Кухня – она же столовая. Тогда есть на кухне было вовсе не принято, но уж больно малы были у нас комнаты, и родители пошли на такое вольнодумство. Древтрестовский буфет с ребристыми стеклышками, стол, стулья. Плита в кухне, иначе не скажешь, царила. Черная, с блестящими конфорками, медной, кажется двойной, дверцей с красивой литой ручкой и листом латуни под ней, большими кастрюлями. Рядом – вкусно пахнущие студеной свежестью дрова и для растопки газета, щепки и кора, благоухавшая пронзительным, до сих пор не забытым ароматом детства. Дрова приносил дворник – без лифта на четвертый этаж. Телефона не существовало. Почему-то в «надстройке» с этим делом обстояло еще хуже, чем в других домах, и даже входящему в славу писателю телефон не провели. Да и вообще телефон тогда не ощущался необходимостью, скорее признаком «положения».

И при всей относительности тогдашнего комфорта – нянька, кухарка, шофер. Сейчас не просто неловко, но и удивительно вспоминать об этом: прислуги было столько же, сколько членов семьи.


Невский проспект. Фото Брэнсона Деку. 1931


Отцу шел только двадцать шестой год, но он уже стал знаменитостью, и денег в доме было по тем временам предостаточно. Но странно: в годы всячески декларируемого демократизма столь барская жизнь никого, в том числе и отца, увлеченно писавшего о «простых советских людях», а вовсе не о богачах или состоятельных интеллектуалах, не смущала.

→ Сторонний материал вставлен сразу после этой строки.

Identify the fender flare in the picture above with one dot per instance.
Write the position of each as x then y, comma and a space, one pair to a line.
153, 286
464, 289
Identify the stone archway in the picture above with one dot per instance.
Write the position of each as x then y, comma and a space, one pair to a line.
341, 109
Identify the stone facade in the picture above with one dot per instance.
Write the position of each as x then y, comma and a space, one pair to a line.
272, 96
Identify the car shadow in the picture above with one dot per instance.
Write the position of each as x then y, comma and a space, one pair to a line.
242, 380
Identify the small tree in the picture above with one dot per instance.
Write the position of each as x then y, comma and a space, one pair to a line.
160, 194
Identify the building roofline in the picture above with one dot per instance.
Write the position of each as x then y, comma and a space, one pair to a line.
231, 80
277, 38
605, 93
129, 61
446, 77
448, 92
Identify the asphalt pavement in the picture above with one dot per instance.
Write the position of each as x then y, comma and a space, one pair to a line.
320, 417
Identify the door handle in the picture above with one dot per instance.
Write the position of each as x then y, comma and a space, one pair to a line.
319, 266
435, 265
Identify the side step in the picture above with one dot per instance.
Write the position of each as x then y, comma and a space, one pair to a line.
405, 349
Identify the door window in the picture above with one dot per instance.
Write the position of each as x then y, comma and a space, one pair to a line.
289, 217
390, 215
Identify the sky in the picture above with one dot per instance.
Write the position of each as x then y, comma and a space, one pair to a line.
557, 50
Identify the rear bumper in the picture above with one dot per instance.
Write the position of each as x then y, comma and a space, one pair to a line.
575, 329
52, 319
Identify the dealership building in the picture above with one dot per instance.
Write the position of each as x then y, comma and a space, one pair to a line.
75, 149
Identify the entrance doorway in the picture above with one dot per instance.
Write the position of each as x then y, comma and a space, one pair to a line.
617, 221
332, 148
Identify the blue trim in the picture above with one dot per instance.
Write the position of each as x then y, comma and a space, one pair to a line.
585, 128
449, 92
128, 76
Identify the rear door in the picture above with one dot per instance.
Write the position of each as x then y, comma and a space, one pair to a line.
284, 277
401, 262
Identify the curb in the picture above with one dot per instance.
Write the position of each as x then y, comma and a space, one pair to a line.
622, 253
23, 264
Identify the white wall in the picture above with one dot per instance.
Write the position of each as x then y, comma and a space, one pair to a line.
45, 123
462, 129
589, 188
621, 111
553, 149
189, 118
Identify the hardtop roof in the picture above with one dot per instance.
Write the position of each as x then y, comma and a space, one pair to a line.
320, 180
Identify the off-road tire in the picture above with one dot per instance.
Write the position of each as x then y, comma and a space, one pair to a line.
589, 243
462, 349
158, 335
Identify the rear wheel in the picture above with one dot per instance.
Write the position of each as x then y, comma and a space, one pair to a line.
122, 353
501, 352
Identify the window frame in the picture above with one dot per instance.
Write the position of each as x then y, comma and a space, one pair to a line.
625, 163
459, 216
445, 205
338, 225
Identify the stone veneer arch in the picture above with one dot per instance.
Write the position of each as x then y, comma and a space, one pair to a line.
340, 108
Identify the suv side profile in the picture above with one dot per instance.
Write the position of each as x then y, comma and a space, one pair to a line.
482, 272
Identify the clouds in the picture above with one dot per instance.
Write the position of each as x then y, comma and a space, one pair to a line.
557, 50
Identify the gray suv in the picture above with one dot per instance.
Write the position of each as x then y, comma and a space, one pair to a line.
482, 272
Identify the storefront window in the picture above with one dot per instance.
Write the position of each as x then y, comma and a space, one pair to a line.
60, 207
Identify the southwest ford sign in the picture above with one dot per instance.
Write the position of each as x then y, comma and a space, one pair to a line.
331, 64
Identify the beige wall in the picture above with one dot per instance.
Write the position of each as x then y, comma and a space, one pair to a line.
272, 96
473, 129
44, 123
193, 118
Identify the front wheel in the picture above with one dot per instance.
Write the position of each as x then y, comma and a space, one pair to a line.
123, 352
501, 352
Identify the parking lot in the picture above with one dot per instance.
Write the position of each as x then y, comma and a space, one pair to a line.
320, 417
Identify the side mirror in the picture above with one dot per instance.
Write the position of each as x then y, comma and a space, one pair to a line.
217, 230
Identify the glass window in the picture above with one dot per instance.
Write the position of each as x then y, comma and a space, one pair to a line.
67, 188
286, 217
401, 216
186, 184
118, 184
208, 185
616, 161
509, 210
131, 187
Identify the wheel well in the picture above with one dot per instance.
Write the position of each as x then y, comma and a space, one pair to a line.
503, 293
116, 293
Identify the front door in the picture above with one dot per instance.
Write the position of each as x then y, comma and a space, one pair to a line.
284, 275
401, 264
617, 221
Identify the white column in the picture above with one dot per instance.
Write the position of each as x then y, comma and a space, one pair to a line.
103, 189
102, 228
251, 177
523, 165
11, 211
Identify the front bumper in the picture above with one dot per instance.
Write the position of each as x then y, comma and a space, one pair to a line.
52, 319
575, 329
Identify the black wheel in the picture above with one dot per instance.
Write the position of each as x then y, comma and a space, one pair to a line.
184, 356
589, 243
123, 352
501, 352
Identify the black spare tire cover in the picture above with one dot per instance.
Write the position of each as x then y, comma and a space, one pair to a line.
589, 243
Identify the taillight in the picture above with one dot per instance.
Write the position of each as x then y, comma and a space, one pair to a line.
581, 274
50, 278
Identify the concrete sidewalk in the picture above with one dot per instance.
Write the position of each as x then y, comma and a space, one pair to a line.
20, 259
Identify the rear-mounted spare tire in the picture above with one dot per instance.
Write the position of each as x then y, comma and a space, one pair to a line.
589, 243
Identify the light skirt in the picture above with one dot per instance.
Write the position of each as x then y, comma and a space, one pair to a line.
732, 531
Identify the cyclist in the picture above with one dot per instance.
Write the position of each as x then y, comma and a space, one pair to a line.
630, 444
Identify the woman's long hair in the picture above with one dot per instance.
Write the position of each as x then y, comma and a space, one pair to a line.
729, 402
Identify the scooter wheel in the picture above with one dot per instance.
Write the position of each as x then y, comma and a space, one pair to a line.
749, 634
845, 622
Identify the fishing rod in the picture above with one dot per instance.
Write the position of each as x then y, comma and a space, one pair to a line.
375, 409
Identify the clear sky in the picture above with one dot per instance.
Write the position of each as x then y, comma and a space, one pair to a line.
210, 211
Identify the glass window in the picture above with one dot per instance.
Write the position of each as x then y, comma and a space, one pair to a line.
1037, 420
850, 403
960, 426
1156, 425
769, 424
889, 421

Таких домов, как у нас, – с многочисленной «прислугой», с машиной etc. – было, наверное, не так уж мало. Но то были номенклатурные семьи с комфортом из «распределительной» системы, где все блага «распределялись». Для нас же многое стало возможным благодаря огромным по тем временам заработкам отца (правда, карточки отменили не так давно, с начала 1935 года, разные пайки еще не вышли из употребления окончательно, и отец получал их по высшей категории).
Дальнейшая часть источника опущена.